By Joel Hruska | Published: February 12, 2008 – 02:05PM CT
Adobe’s 8.12 update supposedly plugs the loopholes that the Zonebac delivery system exploited, but the company has declined to give any information on what, exactly, the update changed. The lack of information is disappointing (though not surprising), but Adobe’s failure to address the issue in a timely manner raises questions about the firm’s commitment to security. An 18-day gap between the appearance of a verified exploit and the release of a patch isn’t exactly impressive, and this particular issue had been on Adobe’s radar for months. iDefense Labs first reported the existence of this particular buffer overflow vulnerability in early October 2007.

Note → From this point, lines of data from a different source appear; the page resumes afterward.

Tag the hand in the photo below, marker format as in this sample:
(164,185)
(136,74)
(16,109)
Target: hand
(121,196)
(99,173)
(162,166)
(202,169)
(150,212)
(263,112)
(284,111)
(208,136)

The attack has raised some questions regarding the security of the PDF standard—Symantec researcher Hon Lau discusses the relevant PDF vulnerability in his blog before rhetorically asking: “With more and more of these attacks happening, how much longer will it be before people implicitly attach a higher risk association to PDF files and avoid them altogether?”
To answer his question, some of us already do. While there’s not a whole lot of evidence suggesting that the PDF standard is under concerted attack, there mere existence of these exploits affects perception of them, and Adobe is doing itself no favors. Granted, we still know far, far more people who were infected via JPGs, DOCs, and the like, but this isn’t Adobe’s first high-profile security issue. Hon Lau covered a different cross-scripting attack that also exploited a PDF vulnerability back in January 2007. Ironically, Adobe recommended users update to Reader 8 as one way of solving the problem.
Given the file format’s popularity and ubiquity, Adobe has a very strong interest in keeping PDF as secure as possible; if it fails to do so, it opens the door for competing standards such as Microsoft’s XML Paper Specification (XPS). These recent attacks, in and of themselves, aren’t enough to steer businesses away from a trusted format they may have been using for decades, but Adobe may need to adjust the way in which it communicates with customers and the speed with which it delivers its security patches. PDF files have been traditionally represented as safe for download or viewing, which makes the need to stay ahead of hackers—rather than nearly three weeks behind them—all the more important.